Sebagian besar obligasi yang dimiliki SVB adalah surat utang pemerintah AS.
Namun, dengan kondisi saat ini, penjualan bond malah membuat bank tersebut rugi hingga US$ 1,8 miliar atau sekitar Rp 27,8 triliun.
SVB rugi besar karena nilai obligasi tengah jatuh. Kenaikan suku bunga agresif The Fed tersebut membuat yield atau imbal hasil surat utang melonjak tajam. Sebaliknya, harga obligasi ambruk.
Sebagai catatan, harga dan imbal hasil obligasi saling bertolak belakang. Yield yang naik menandai semakin berkurangnya atau turunnya nilai surat utang.

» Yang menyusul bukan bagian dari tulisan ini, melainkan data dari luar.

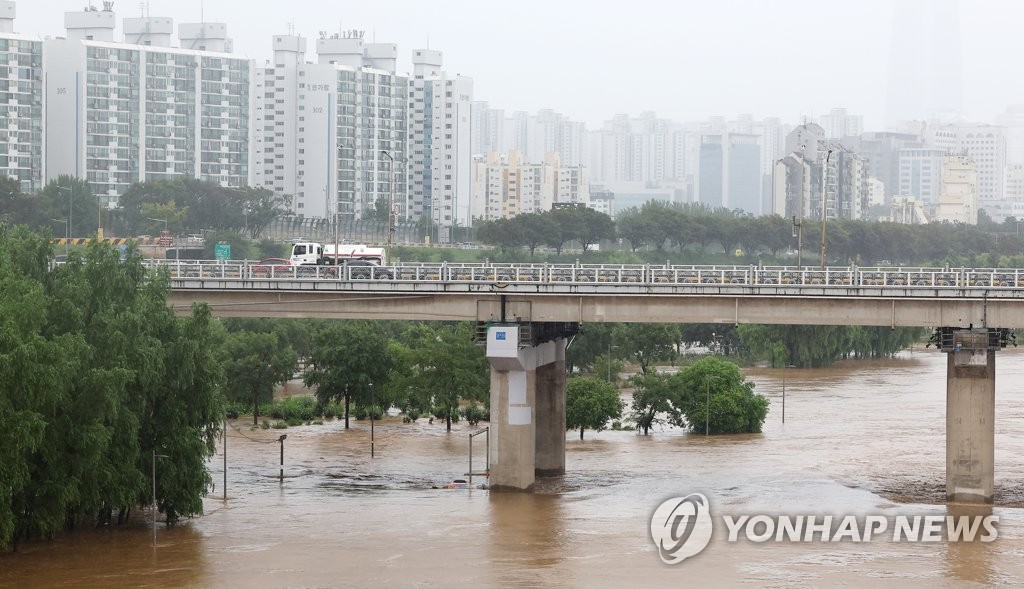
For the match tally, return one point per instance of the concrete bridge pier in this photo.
(970, 414)
(527, 408)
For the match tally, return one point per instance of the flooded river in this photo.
(859, 437)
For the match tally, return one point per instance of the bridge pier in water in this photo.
(971, 412)
(527, 405)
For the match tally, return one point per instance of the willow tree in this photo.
(347, 360)
(96, 375)
(443, 367)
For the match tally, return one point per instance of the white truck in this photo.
(311, 253)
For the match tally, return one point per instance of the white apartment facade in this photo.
(20, 103)
(119, 114)
(333, 134)
(958, 201)
(440, 144)
(921, 173)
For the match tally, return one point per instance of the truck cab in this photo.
(307, 253)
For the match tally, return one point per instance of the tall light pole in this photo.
(784, 366)
(155, 457)
(282, 475)
(159, 221)
(708, 408)
(67, 236)
(824, 205)
(71, 208)
(390, 206)
(373, 402)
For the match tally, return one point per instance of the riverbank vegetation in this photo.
(96, 377)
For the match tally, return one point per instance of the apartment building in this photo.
(506, 187)
(119, 113)
(20, 103)
(440, 142)
(333, 134)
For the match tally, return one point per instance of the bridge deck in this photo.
(893, 297)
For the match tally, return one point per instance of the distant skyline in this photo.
(590, 60)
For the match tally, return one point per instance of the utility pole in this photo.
(824, 205)
(390, 205)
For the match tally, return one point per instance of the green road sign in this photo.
(222, 251)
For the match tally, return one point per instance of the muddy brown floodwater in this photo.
(859, 438)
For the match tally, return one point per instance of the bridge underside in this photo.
(528, 383)
(722, 307)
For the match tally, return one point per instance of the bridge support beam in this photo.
(527, 409)
(970, 417)
(550, 453)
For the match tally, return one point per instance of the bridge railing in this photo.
(608, 274)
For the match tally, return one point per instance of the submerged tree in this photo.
(96, 374)
(444, 367)
(346, 361)
(714, 396)
(590, 404)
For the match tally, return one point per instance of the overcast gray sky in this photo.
(685, 59)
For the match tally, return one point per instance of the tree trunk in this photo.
(347, 397)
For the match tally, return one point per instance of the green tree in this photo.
(100, 375)
(590, 403)
(254, 364)
(347, 360)
(652, 395)
(444, 367)
(714, 396)
(647, 343)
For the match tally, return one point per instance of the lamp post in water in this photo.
(155, 457)
(282, 474)
(784, 366)
(372, 404)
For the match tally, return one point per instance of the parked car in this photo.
(271, 266)
(366, 269)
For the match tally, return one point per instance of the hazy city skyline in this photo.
(591, 61)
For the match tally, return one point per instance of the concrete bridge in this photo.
(528, 311)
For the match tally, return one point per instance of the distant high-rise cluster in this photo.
(347, 133)
(342, 135)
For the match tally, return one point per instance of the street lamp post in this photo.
(155, 457)
(67, 235)
(71, 208)
(159, 221)
(784, 366)
(824, 206)
(282, 474)
(373, 402)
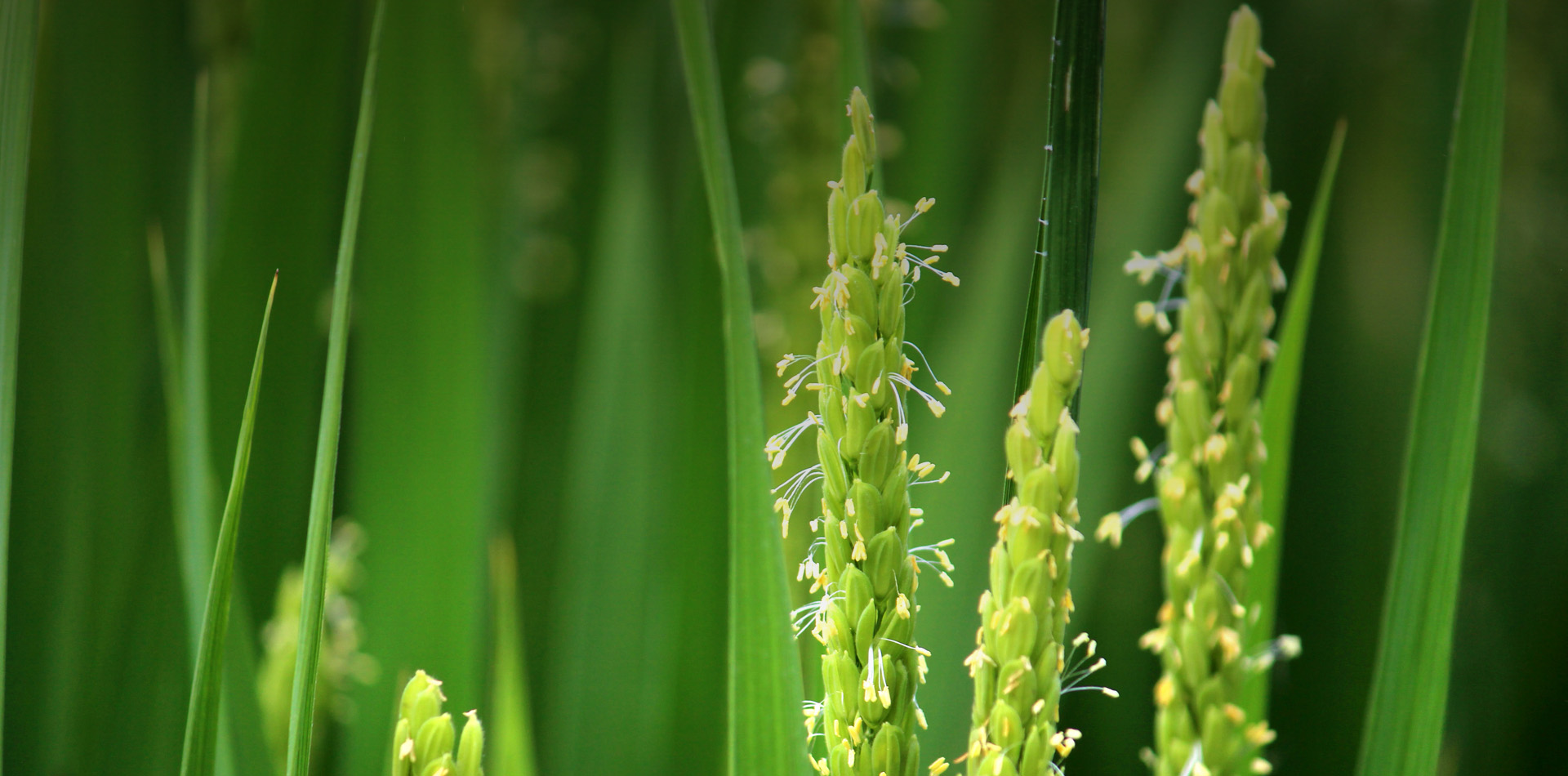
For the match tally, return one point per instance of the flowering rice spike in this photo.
(1208, 482)
(866, 571)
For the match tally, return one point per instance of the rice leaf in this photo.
(18, 47)
(301, 712)
(201, 725)
(1070, 187)
(511, 725)
(1280, 395)
(613, 586)
(194, 497)
(764, 671)
(1410, 679)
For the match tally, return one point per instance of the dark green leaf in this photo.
(1068, 194)
(1285, 385)
(18, 47)
(1410, 680)
(510, 723)
(764, 673)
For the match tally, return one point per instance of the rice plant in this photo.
(514, 424)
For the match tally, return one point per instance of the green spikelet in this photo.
(1208, 480)
(866, 568)
(424, 738)
(1022, 662)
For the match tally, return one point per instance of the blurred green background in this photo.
(535, 349)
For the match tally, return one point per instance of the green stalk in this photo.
(1410, 679)
(301, 712)
(18, 49)
(764, 673)
(201, 725)
(1278, 421)
(1070, 189)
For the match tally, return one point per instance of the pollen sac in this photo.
(853, 181)
(857, 588)
(1007, 726)
(840, 225)
(886, 554)
(866, 216)
(879, 455)
(402, 740)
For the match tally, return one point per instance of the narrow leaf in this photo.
(195, 496)
(510, 723)
(764, 670)
(1410, 679)
(301, 712)
(1280, 394)
(18, 49)
(1065, 234)
(201, 725)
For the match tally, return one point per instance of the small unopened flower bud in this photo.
(470, 748)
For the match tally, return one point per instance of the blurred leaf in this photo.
(764, 671)
(18, 47)
(510, 723)
(313, 605)
(1410, 682)
(201, 725)
(93, 571)
(1070, 189)
(1280, 397)
(615, 586)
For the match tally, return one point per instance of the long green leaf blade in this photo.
(1280, 394)
(308, 659)
(1065, 235)
(1410, 680)
(510, 723)
(201, 723)
(18, 52)
(764, 671)
(194, 499)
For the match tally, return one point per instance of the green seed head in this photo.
(1022, 656)
(424, 737)
(1208, 484)
(864, 566)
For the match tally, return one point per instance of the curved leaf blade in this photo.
(308, 659)
(201, 723)
(1280, 395)
(764, 671)
(1410, 679)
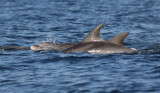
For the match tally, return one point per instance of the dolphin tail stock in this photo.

Merujuk pada data Refinitiv, imbal hasil surat utang pemerintah AS tenor 10 tahun pada akhir Februari 2022 atau sebelum kenaikan suku bunga The Fed ada di kisaran 1,84%. Imbal hasil sudah menembus ke kisaran 3,7% pada Jumat (9/3/2023).
Kepemilikan obligasi sebenarnya tidak menjadi masalah jika bank akan menjual bond hingga jatuh tempo. Rata-rata yield pada bond yang dimiliki SVB dibeli di kisaran 1,79%, jauh di bawah yield saat ini di kisaran 3,9%.

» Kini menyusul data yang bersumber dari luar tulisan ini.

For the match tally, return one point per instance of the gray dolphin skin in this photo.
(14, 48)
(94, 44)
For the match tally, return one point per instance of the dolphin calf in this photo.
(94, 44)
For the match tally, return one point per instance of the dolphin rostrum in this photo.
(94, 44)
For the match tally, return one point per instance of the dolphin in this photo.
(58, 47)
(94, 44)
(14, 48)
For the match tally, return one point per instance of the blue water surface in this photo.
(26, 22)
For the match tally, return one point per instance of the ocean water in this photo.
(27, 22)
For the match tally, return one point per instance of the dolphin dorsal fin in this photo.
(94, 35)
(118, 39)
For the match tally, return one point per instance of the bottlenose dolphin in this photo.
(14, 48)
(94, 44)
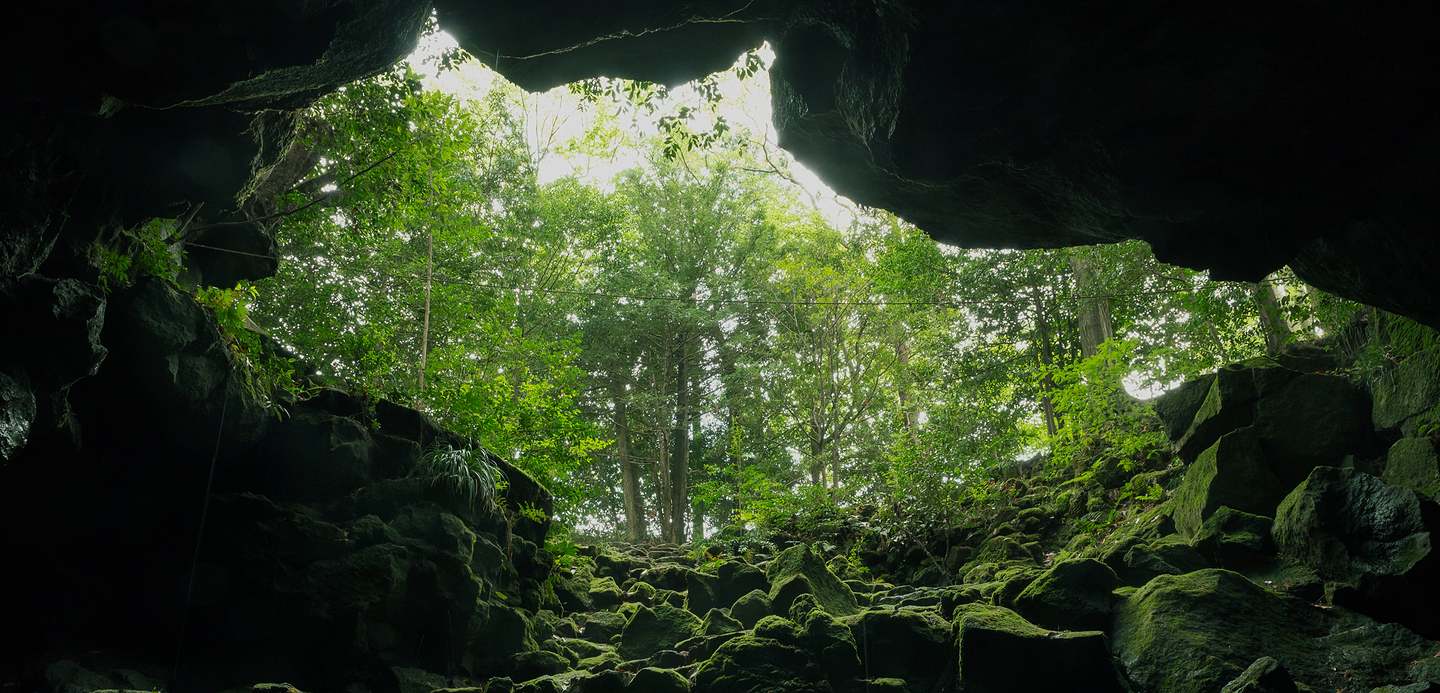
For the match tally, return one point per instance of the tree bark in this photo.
(680, 458)
(630, 474)
(1096, 324)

Dengan nilai obligasi yang merosot tajam serta selisih yield antara saat membeli dan saat ini maka pemegang bond akan merugi dalam jumlah besar.
Analis Capital Economics, Paul Ashworth, memperkirakan dampak krisis SVB akan terbatas. Pasalnya, kerugian akibat menjual obligasi jatuh tempo juga tidak akan sistemik.

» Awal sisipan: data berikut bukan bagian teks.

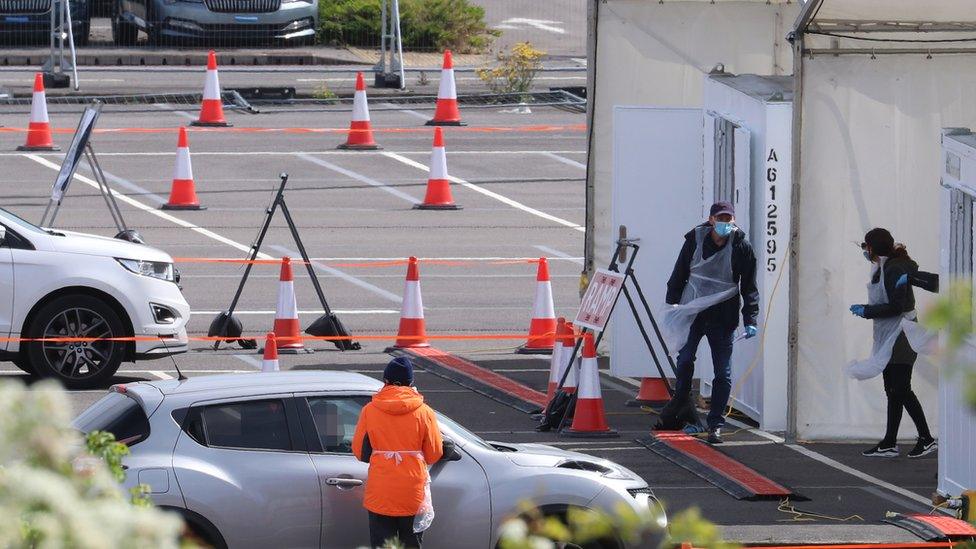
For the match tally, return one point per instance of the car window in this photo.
(335, 421)
(118, 414)
(252, 425)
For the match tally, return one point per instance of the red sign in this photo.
(598, 300)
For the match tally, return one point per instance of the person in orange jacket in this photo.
(397, 435)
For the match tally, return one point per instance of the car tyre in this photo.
(77, 365)
(124, 33)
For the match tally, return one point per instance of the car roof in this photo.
(259, 383)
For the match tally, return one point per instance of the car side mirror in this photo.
(451, 453)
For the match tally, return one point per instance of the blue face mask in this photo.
(723, 228)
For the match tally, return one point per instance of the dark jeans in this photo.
(898, 387)
(720, 341)
(383, 528)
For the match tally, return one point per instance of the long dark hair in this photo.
(883, 244)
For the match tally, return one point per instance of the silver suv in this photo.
(264, 460)
(214, 22)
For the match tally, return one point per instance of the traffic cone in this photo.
(446, 113)
(287, 331)
(542, 329)
(212, 106)
(412, 333)
(360, 136)
(556, 362)
(438, 195)
(39, 129)
(653, 392)
(589, 418)
(183, 194)
(270, 362)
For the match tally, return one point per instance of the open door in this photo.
(657, 196)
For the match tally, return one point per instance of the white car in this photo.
(63, 284)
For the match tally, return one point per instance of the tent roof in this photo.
(888, 15)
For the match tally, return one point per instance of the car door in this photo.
(6, 288)
(242, 464)
(459, 489)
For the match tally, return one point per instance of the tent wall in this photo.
(870, 157)
(653, 53)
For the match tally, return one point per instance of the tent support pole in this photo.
(794, 247)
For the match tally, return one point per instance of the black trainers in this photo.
(878, 451)
(924, 448)
(715, 436)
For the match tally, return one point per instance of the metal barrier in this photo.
(350, 27)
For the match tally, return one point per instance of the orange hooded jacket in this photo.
(397, 420)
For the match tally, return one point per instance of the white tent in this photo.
(657, 53)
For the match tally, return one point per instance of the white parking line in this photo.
(564, 160)
(553, 253)
(358, 177)
(149, 209)
(490, 194)
(347, 277)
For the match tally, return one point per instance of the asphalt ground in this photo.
(355, 214)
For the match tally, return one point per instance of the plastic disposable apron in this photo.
(886, 331)
(425, 514)
(710, 282)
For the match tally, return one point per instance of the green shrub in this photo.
(425, 24)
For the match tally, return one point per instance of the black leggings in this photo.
(898, 387)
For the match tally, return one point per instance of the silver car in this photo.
(265, 460)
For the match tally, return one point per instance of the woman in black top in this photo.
(897, 300)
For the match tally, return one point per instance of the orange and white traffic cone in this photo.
(412, 333)
(446, 113)
(287, 330)
(360, 136)
(183, 194)
(542, 328)
(212, 106)
(653, 392)
(39, 129)
(589, 418)
(438, 196)
(270, 362)
(556, 362)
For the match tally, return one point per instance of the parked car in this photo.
(63, 284)
(29, 21)
(212, 22)
(265, 460)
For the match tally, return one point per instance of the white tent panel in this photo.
(651, 53)
(871, 155)
(895, 10)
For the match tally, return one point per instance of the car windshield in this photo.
(17, 222)
(461, 432)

Lembaga Penjamin Simpanan AS (FDIC) akan mencegah rush pada bank-bank lain karena kepastian jaminan nasabah. Bank-bank yang membutuhkan dana tunai juga bisa menggunakan fasilitas repo dari the Fed.
Krisis SVB mungkin akan menyebar dalam bentuk sulitnya mencari pembiayaan.
Sebagian besar bank juga sudah melakukan hedging terhadap risiko kenaikan suku bunga di pasar swap.
“Namun, masalah yang dihadapi SVB menjadi peringatan bahwa ketika bank sentral menggunakan senjata suku bunga maka hal itu bisa menghancurkan ekonomi atau sistem keuangan,” tutur Ashworth, dikutip dari Market Watch.com.
Analis dari UBS Global Wealth Management, Mark Haefele, mengingatkan apa yang terjadi pada SVB adalah bukti jelas bahwa kebijakan ketat The Fed sudah memakan korban dan berimbas besar ke sistem keuangan.
Kecepatan bank sentral dalam menaikkan suku bunga membuat bank-bank kesulitan beradaptasi, menyeimbangkan neraca mereka ataupun portofolio investasi mereka.
Kondisi ini membuat aset, ekuitas, dan liabilitas tidak berimbang.
Sebagai catatan, aset SVB mencapai US$209 miliar atau sekitar Rp3.228,1 triiun dan simpanan sekitar US$175,4 miliar atau sekitar Rp 2.709,1 triliun per akhir 2022.
Dengan aset sebesar itu, SVB menempati peringkat 16 dalam daftar bank AS dengan aset terbesar. Sayangnya, sekitar 89% dari simpanan mereka yang dijamin.
Kolapsnya SVB ini bahkan dinilai sebagai kegagalan terbesar sejak Krisis Keuangan 2008/2009 dan kini mengancam kembali stabilitas sistem keuangan AS.